次第に温かくなり、これから薄着の季節になりますね。
「ボディラインが気になる!」
「しばらく節制しても全然体重が変わらない...!」
という方も少なくありません。
店頭でダイエットのご相談をいただく機会が増えた方もいるのではないでしょうか。

最近では「ダイエット」と聞いて、「漢方」を思い浮かべる方が少しずつ増えてきました。

しかしSNSなどで、商品名ばかりが先行し、その方のご体質や証に合っていないにもかかわらず、流行に乗って漢方薬を服用してしまうケースがあります。その結果、かえって調子が悪くなってしまったというご相談も少なくありません。

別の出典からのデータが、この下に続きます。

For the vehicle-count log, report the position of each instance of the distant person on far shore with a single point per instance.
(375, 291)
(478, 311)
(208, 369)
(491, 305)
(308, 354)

今回のコラムでは、お客さまがダイエット目的で手に取った漢方に対して、その方に適したものかどうかを判断できるよう処方への理解を深めていきましょう。

●扱う漢方
防風通聖散(ぼうふうつうしょうさん)
防己黄耆湯(ぼういおうぎとう)

目次

流行りに乗るのは注意!ダイエットを漢方でケアするメリット

流行りに乗るのは注意!ダイエットを漢方でケアするメリット

漢方で考えるダイエットとは、「減量を一番の目的とする」というよりも
「その方の体質をケアすることによって、結果的に代謝が上がり適切な体重に落ち着く」
というイメージです。体調が整うことが漢方でのダイエットの大きなメリットであり、健康的美に繋がります。

例えば、血流が悪い(瘀血:おけつ)、水分を溜め込んでいる(水滞:すいたい)など、お身体の中に渋滞のサインがある場合は、それらをしっかり巡らせ、老廃物を出すことが大切になります。

一方で、気血(きけつ)の不足といって、そもそもエネルギーが不足していること(気虚:ききょ)により、代謝が落ちてしまっているような場合には、エネルギーを補うような漢方薬を使います。

「巡らせる」のか「補う」のか、しっかり見極めることが重要ですので、漢方薬でのダイエットのご相談と、その対応は非常に奥深いものになります。

今回の記事では、その一歩手前となる、お客さまがパッケージを手に取りやすいダイエットの漢方に着目し、接客時に気を付ける点を中心にお伝えをさせていただきます。

ダイエットで手に取られやすい漢方。防風通聖散と防已黄耆湯

ダイエットで手に取られやすい漢方。防風通聖散と防已黄耆湯

今回のコラムでは、ダイエットのご相談で有名な、防風通聖散と防已黄耆湯について扱っていきます。

防風通聖散について

ダイエットと聞いて、防風通聖散を思い浮かべる方は少なくないと思います。
しかし、防風通聖散は、どんな方でも服用して良い、という漢方ではありません。

防風通聖散を用いる体の証

防風通聖散は主に【熱証・湿熱(ねっしょう・しつねつ)】の方に使います。

体の証
状態
熱証(ねっしょう)
体に余分な熱がこもりやすく、のぼせやすい
湿熱(しつねつ)
余分な水分や老廃物が体にたまり、脂肪や便秘の原因にもなる

防風通聖散が適している方

防風通聖散は、運動やトレーニングなどでしっかりした筋肉がついていて、生活環境の変化により筋肉の上に脂肪がのったようながっちり体型の方に処方します。お腹はいわゆる太鼓腹と表現されるような方が適しています。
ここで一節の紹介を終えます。